Apart from that, the Federal Government in the document, mandated any state wishing to reopen schools to hold adequate consultations with the Presidential Task Force on COVID-19 and the parents.
The guidelines also require school proprietors to construct additional structures and employ more teachers to ensure that they accommodate their pupils by adhering to the two-metre spacing system in classrooms.
Proprietors of schools have also been asked to seek grants to procure soap and buckets, ensure regular safe water supply, ensure constant supply of learning and instructional materials and pay salaries on time.
The Federal Ministry of Education had presented to the National Assembly, a detailed proposal on its plan to reopen schools across the country.
The Minister of State for Education, Mr Chukwuemeka Nwajiuba, appeared before the Senate Committee on Basic and Secondary Education on Tuesday, but refused to give details of the proposal.
According to the ministry, reopening of schools demands that sufficient provisions, including infrastructure, equipment and expertise, be available in the schools as stipulated in the guidelines.
The guidelines, it said, were to ensure maximum possible safety and protection against COVlD-19 infection, and effective response if anyone exhibits symptoms associated with COVID-19 Infection.
The document read “It is equally crucial that consultations are held and communication exchanged with parents, teachers, learners and communities to understand and address common concerns.”
To observe safe distancing in schools and other learning facilities, the document recommends that students are to stay two metres apart according to the NCDC’s public advice. The ministry, however, cited exceptional cases.
It said, “However, there are exceptions where the two-metres rule cannot be reasonably applied and other risk mitigation strategies may be adopted.
“Examples include early years, younger primary school children and those with additional needs.
“In these circumstances, risk assessments must be undertaken with the best interests of the learners, teachers and other education personnel in mind.
“The scenarios require organising learners and children into small groups with consistent membership and compliance to the two-metres safe distancing guideline.
“The membership of these groups should not change unless the NCDC public health guideline suggests otherwise. The safety and hygiene measures outlined in this document should, as in all cases, be followed carefully. It is imperative that safe distancing between adult staff working with such groups be maintained.”
The government also proposed alternative learning models for safe distancing.
They include outdoor learning, which the ministry said could limit transmission and allow safe distancing between learners and teachers.
“The use of shelter outdoors is necessary for the protection and safety of learners and teachers. In addition, safety in all weathers and security measures is required for each location,” it said.
The ministry also suggested staggered attendance where learners may arrive and depart at different times to avoid overcrowding, adding that schools might reopen gradually, starting with particular grade levels.
The government also proposed “platooning” where classes may be divided into morning and afternoon shifts and “decreased interaction where students may remain in one location’ with teachers coming to them.
Others on the list are flexible schedule and creative delivery.
The guidelines read, “A gradual and phased reopening can then be considered while prioritising learners who are vulnerable, have reduced access to distance learning modalities, and/or are in examination classes.
“This would help assess the readiness of schools and learning facilities to reopen fully to all learners.
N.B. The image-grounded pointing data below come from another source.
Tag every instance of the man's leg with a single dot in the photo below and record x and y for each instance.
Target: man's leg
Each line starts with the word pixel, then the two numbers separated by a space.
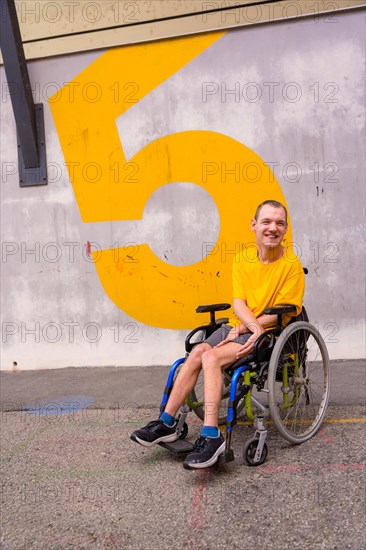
pixel 211 443
pixel 186 379
pixel 164 429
In addition, this would serve to minimise the risk of resurgence of coronavirus infections.”
The government listed the steps and actions to be taken before schools and learning facilities could be reopened.
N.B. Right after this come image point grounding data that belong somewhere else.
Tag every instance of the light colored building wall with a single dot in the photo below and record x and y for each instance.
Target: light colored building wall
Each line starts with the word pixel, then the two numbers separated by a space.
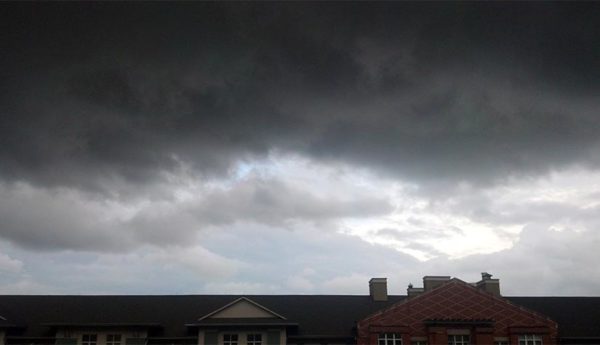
pixel 242 336
pixel 101 333
pixel 243 309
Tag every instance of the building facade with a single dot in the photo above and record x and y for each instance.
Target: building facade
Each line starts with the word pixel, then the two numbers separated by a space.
pixel 445 311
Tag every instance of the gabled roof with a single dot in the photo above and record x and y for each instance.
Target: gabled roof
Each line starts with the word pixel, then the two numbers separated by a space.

They include a review of existing policies, practices and risk mitigation strategies in the use of schools for other purposes, such as distance learning centres, temporary shelters and isolation, among others.
They also include staggered use of school facilities to ensure compliance with the NCDC guidelines, and development and dissemination of safe school reopening checklist to assist appropriate evidence-based decisions to reopen schools.
Other conditions are “disinfection and fumigation of facilities, including hostel accommodation, with particular attention given to those used as temporary isolation and treatment centres and for other purposes during the pandemic.
“Sensitise, train and build capacity of teachers, administrators and other education personnel to effectively use and comply with the School COVID-19 Referral System and protocols for safe distancing and hygiene in schools.